Jemenitische Regierungssoldaten in Marib
Jemenitische Regierungssoldaten in Marib (© Imago Images / Xinhua)

Die vom Iran unterstützen Huthi-Milzen intensivieren ihre Angriffe auf die letzte von Regierungstruppen gehaltene Stadt im Norden des Jemen.

Jordan Times

Wie regierungsnahe Quellen nach einer erneuten Offensive der Huthi-Milizen mitteilen, wurden bei Kämpfen zwischen Huthis und Soldaten der jemenitischen Regierung in Marib innerhalb von drei Tagen mindestens 111 Menschen getötet.

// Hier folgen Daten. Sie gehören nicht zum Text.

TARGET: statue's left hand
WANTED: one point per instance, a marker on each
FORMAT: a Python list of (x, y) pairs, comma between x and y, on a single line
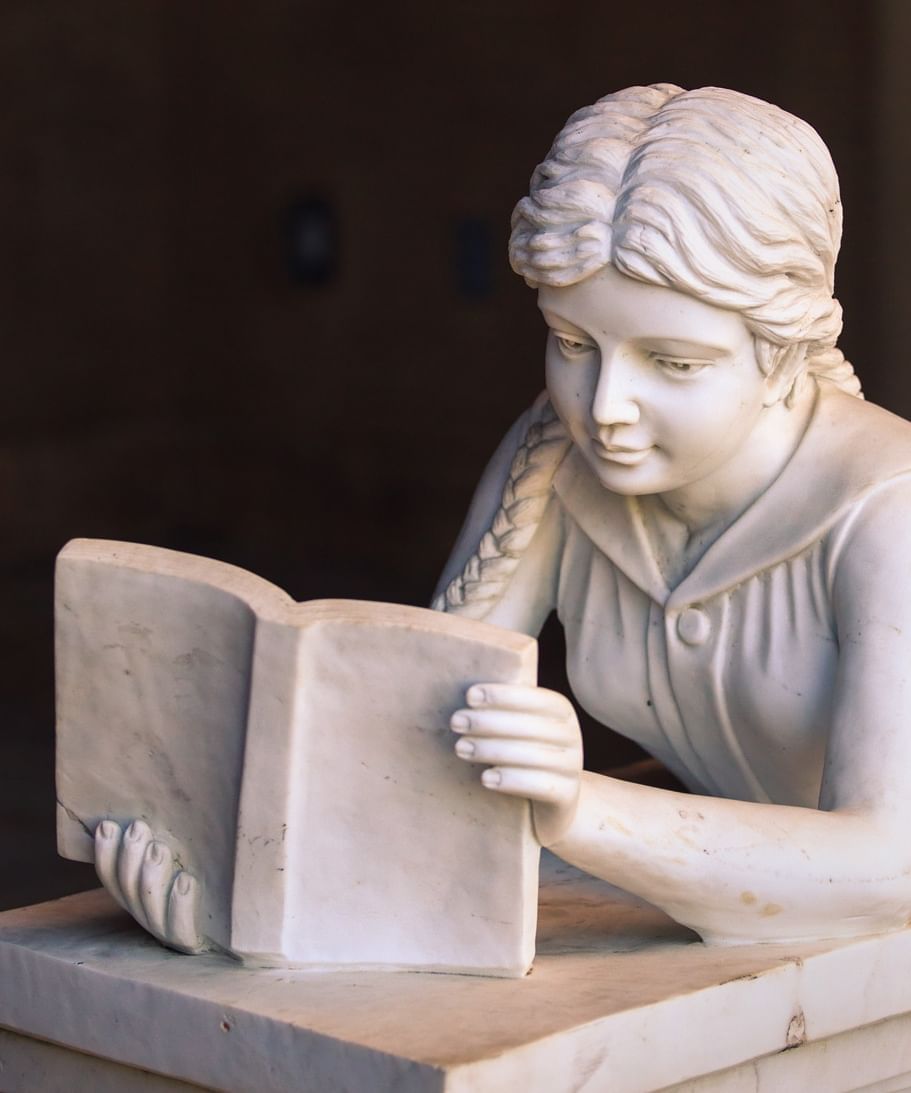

Die mit dem Iran verbündeten Aufständischen verstärken seit Februar ihre Bemühungen, Marib, die letzte Hochburg der Regierung im Nordjemen, einzunehmen, wobei in den seit damals andauernden Kämpfen hunderte Menschen auf beiden Seiten getötet wurden.

Bei den Auseinandersetzungen Anfang vergangener Woche wurden 29 Regierungssoldaten und mindestens 82 Rebellen getötet, wie drei Regierungsquellen gegenüber AFP erklärten. Von Seiten der Huthis wurde die Zahl der Toten nicht bestätigt.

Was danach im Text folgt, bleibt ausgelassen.